Butler Lampson - Ideas for a simple fast VAX

This document was made by OCR from a scan of the technical report. It has not been edited or proofread and is not meant for human consumption, but only for search engines. To see the scanned original, replace OCR.htm with Abstract.htm or Abstract.html in the URL that got you here.

Ideas for a simple fast VAX

B.W. Lampson

20 October 1985

Six ideas are put together here to make a design for a 4 tpi VAX with a very short cycle time, whose basic execution engine is simpler than Nautilus.
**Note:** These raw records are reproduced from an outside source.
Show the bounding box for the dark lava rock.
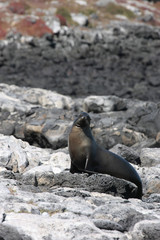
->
[0,24,160,102]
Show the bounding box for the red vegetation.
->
[16,17,53,37]
[8,1,29,14]
[56,14,67,26]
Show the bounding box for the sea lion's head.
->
[73,112,91,128]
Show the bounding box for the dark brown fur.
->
[69,112,142,198]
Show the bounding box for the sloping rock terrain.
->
[0,23,160,102]
[0,84,160,240]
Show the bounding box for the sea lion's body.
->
[69,113,142,198]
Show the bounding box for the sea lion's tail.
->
[136,181,143,199]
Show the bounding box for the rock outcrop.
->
[0,84,160,240]
[0,23,160,102]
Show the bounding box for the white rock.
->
[96,0,116,7]
[140,148,160,167]
[76,0,87,6]
[83,96,116,112]
[49,152,70,173]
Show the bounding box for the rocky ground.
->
[0,84,160,240]
[0,0,160,240]
[0,0,160,102]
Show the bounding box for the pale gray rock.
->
[0,83,73,112]
[93,219,124,232]
[49,148,71,173]
[54,171,137,198]
[96,0,116,7]
[132,219,160,240]
[138,167,160,196]
[110,144,141,164]
[23,164,54,187]
[140,148,160,167]
[0,134,51,173]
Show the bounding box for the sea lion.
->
[68,112,142,198]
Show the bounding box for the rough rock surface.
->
[0,84,160,240]
[0,23,160,102]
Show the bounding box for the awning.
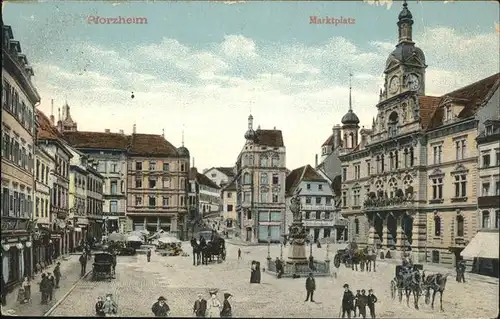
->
[460,229,499,259]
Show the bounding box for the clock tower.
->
[380,1,427,102]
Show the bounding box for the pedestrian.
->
[22,276,31,303]
[358,289,368,319]
[54,262,61,289]
[354,289,361,318]
[151,296,170,317]
[220,292,233,318]
[342,284,354,318]
[79,253,87,277]
[368,289,378,319]
[102,294,118,317]
[193,294,207,318]
[47,272,56,301]
[207,289,222,318]
[305,272,316,302]
[95,297,105,317]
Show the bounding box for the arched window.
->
[271,154,280,167]
[243,173,252,184]
[260,156,267,167]
[260,173,269,185]
[434,215,441,236]
[456,215,464,237]
[481,210,490,228]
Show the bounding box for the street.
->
[47,243,498,318]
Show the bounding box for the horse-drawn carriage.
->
[92,252,116,280]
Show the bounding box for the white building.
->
[286,165,347,242]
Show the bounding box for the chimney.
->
[50,99,56,126]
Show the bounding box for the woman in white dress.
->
[207,289,222,318]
Other parts of the design will be at least as complex, so that the whole machine will not be any simpler; in fact, if it has high-performance floating-point, there will be substantial added complexity for that. The hope is that the other parts are not critical to the performance, and hence can be designed without having to squeeze out every nanosecond.

THE IDEAS

1) Cache the microinstructions for each VAX instruction as it is decoded. Next time the VAX instruction is executed, these microinstructions (called TIs, for translated instructions) can be executed without any decoding. The first TI for a VI has a cache address computed from the PC, so a branch can be translated into the proper value for the NEXT field of the TI. Thus unconditional branches take no time. Conditional branches are delayed one cycle; normally this cycle is wasted.

I proposed this idea earlier, using a RISC as the translation target, rather than microcode; this was called VOR. That design proposes how to do the translation, and how to invalidate it if a store is done to the VI, using sequence numbers. Thos ideas apply to this proposal too. The VOR design also deals with how to get by using a RISC very much like the Titan; that is not necessary in the new proposal. However, it is necessary to use fairly short micro-instructions (say 50 bits), so there can't be too much more in a microinstruction that what the Titan or Prism has, plus a NEXT field.
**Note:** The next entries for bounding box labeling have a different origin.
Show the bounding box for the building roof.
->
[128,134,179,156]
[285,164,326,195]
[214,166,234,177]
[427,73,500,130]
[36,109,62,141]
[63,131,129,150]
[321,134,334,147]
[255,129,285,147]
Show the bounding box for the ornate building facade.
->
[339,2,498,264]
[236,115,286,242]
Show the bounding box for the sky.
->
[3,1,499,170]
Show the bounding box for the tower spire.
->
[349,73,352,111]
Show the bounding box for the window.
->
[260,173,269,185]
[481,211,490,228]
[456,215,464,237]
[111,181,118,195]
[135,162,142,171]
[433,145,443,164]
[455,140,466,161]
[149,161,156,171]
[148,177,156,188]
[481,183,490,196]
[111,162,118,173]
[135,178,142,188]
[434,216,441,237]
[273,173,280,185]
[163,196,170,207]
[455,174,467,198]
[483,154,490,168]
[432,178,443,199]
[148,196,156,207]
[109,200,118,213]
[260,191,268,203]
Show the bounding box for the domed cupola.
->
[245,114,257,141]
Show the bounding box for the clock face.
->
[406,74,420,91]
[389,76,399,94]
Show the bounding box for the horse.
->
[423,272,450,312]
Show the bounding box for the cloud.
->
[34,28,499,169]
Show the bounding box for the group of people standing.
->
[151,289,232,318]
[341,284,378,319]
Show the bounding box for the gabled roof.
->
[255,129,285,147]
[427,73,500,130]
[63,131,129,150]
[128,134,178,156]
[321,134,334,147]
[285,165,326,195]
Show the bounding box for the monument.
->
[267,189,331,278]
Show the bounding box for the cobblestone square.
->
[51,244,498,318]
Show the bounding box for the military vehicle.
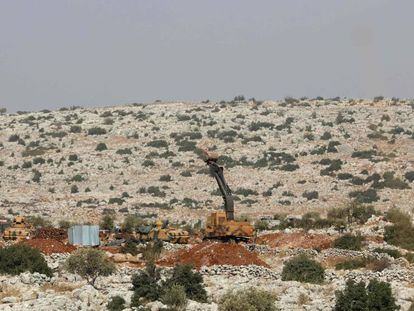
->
[136,220,190,244]
[3,216,32,241]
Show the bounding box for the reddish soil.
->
[158,242,269,268]
[256,232,334,249]
[23,239,76,255]
[34,228,68,241]
[99,246,120,254]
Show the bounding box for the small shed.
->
[68,225,100,246]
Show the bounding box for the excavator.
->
[3,216,32,241]
[202,149,254,242]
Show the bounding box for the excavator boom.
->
[206,159,234,220]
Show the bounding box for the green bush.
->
[142,160,155,167]
[404,171,414,182]
[88,127,106,135]
[219,287,278,311]
[95,143,108,151]
[334,279,400,311]
[0,244,52,277]
[106,295,126,311]
[348,188,380,203]
[147,139,168,148]
[116,148,132,155]
[384,209,414,250]
[121,239,138,256]
[282,255,325,283]
[27,216,53,229]
[69,125,82,133]
[302,191,319,200]
[131,262,161,307]
[163,265,207,302]
[160,174,172,182]
[335,258,367,270]
[327,201,379,225]
[161,284,188,311]
[65,248,116,287]
[374,247,401,258]
[100,215,114,231]
[333,233,364,251]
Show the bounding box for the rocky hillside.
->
[0,97,414,222]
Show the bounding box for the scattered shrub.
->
[100,215,114,231]
[65,248,115,287]
[163,265,207,302]
[333,234,364,251]
[69,125,82,133]
[334,279,399,311]
[219,287,278,311]
[404,171,414,182]
[160,174,172,182]
[335,258,367,270]
[302,191,319,200]
[142,160,155,167]
[147,139,168,148]
[384,209,414,250]
[116,148,132,155]
[121,239,138,256]
[282,255,325,283]
[0,244,52,277]
[161,284,188,311]
[131,262,161,307]
[9,134,20,143]
[106,295,126,311]
[348,188,380,203]
[374,247,401,258]
[88,127,106,135]
[95,143,108,151]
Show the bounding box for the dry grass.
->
[298,293,311,306]
[323,256,348,269]
[41,282,80,293]
[0,285,22,300]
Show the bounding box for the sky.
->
[0,0,414,112]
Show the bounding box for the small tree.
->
[65,248,115,288]
[163,265,207,302]
[131,261,161,307]
[161,284,188,311]
[334,279,400,311]
[282,255,325,283]
[59,220,72,229]
[101,215,114,231]
[121,239,138,256]
[106,295,125,311]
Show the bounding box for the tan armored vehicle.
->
[137,220,190,244]
[3,216,31,241]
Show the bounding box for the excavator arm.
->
[205,158,234,220]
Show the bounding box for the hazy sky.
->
[0,0,414,112]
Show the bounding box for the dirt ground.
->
[158,242,268,268]
[256,232,334,249]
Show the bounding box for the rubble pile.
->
[24,239,76,255]
[200,265,280,279]
[256,232,334,249]
[159,242,268,269]
[34,228,68,241]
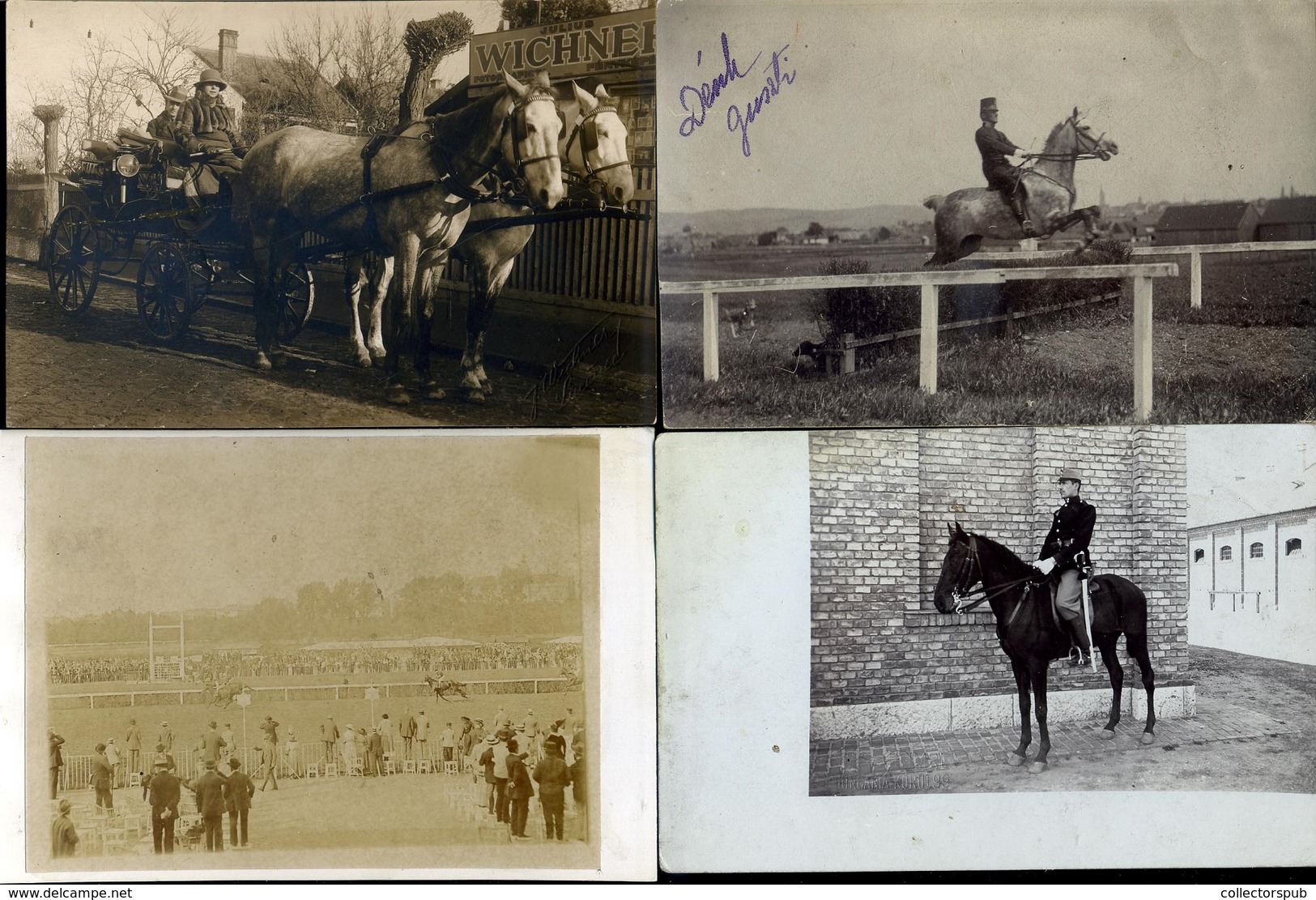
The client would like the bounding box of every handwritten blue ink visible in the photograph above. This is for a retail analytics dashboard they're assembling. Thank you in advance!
[726,44,795,156]
[679,32,763,137]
Since there is only a 2.5% miss rate for instruction fetch with a Nautilus-sized cache, translation doesn't have to be blindingly fast.

‑

I assumed 12 cycles in the performance calculation, 4 for the cache miss and 8 for the translation, but slowing translation down 4 cycles only adds 0.1 tpi.

There's a question about how to allocate TIs beyond the first for a VI. Looking at some Nautilus cache simulations that show <20% of the cache filled at the 5000 VI context-switch point suggests a FIFO buffer. If the Nautilus cache is 50% instructions, and one VI is 2.5 TIs (see the performance section below), we get 16k x 20% x .5 x (2.5-1) = 2.5 k of excess TIs. So with a 4k buffer, we could afford to flush the whole TI cache when it filled up. This is attractively simple. But there are many other possibilities; one is given in the VOR design, but it has a lot of fragmentation.
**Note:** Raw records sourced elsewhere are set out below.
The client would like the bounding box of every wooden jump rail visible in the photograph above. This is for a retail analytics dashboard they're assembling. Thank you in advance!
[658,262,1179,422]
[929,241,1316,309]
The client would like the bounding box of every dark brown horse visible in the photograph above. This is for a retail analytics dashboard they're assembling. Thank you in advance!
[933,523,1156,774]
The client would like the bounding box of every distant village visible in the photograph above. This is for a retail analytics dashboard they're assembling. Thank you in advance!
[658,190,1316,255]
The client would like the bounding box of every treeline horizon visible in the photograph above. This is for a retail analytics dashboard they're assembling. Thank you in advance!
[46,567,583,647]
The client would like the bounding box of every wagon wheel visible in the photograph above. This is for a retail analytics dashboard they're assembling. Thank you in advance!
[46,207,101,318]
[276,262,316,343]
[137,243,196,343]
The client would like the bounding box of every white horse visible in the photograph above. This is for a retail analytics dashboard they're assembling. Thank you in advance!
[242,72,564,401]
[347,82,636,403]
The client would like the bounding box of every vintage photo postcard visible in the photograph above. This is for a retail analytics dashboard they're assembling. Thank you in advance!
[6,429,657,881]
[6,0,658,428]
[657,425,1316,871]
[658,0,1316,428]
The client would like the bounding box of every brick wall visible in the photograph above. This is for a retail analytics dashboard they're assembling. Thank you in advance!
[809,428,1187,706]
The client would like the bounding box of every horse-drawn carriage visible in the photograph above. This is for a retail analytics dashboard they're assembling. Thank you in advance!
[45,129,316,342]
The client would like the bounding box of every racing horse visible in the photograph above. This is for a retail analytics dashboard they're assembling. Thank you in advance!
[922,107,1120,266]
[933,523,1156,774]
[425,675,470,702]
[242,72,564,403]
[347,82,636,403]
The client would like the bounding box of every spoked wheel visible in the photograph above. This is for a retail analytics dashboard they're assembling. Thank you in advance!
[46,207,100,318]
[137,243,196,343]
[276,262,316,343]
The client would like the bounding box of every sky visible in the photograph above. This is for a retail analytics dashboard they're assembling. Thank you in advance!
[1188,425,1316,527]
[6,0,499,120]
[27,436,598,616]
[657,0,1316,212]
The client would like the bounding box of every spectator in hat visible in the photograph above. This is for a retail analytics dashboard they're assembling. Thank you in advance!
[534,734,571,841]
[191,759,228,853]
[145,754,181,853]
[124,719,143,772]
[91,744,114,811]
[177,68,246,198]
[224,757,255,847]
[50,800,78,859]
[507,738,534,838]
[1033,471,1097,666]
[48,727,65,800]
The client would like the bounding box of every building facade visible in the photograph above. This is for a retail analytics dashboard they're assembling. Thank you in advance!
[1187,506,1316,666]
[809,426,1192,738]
2) Use a two-level cache in the processor, backed up by the very large, 4 cycle cache already proposed for Argonaut. The two-level cache has a lk x 32 fast part, and a 16k x 32 slow part. The fast part goes in 1 cycle, the

slow part takes 2. The idea is that every address is presented to both parts; if the fast part misses, the slow part sees the address for 2 cycles and delivers the data, which is written into the fast part at the same time. Thus it costs 1 cycle for every fast miss. A slow miss costs 4 cycles at least. Writes are done to both parts, so back-to-back writes cause a 1-cycle stall, as does a fast miss in the cycle after a write.

The TI cache is arranged the same way, but 50 bits wide. The slow part also stores fixed ,microcode, which is hand programmed rather than generated by the translator to do complicated things like TB misses, character instructions, etc. If the translation isn't there, I assume that the VAX instructions are fetched from the 4-cycle cache and retranslated. The slow part might want to be 64k x 50, and 64k x 1 RAMs might be fast enough.

The advantage of this scheme is that it allows the fast cache to be fairly small, 4 KB, hence both faster and more compact that otherwise. Made out of lk x 4 RAMs, the RAM delay is 5 ns (7 ns ?), rather than 10 ns for a 16k RAM, and it's a quarter the number of chips needed for a 64 KB cache. Note that a miss rate of R in the fast cache means that every cache reference is slowed down by R cycles. If the faster small cache allows the cycle time to be faster by R, we break even. Thus a 20% miss rate in the fast cache leads to a faster machine if the cycle time can be less that .8 of what it would be with a bigger single-level cache. And this argument is very

conservative: it assumes a cache reference, with associated chance to miss, in every cycle. Of course there will be a TI cache reference in every cycle, but that isn't true for the data cache, and its timing is probably more critical.

3) Use a virtual cache. Keep a sequence number (SN) in the TB and in the cache entry, and compare these as part of the cache tag comparison. Whenever the TB entry is reassigned, the SN is incremented. This ensures that _only cache entries with a TB entry are valid. In addition, keep a reverse TB (RTB) that maps from real to virtual addresses. On a TB miss, the page must be put into RTB also. This may displace a TB entry already in RTB; in that case the SN of that TB entry is incremented to invalidate any cache entries that depend on it, and it is removed from the TB. The RTB needs to be big enough that it has little effect on TB miss rate. However, it doesn't need to be fast, since there is at most one access per write on the NMI-, plus 1 per TB miss.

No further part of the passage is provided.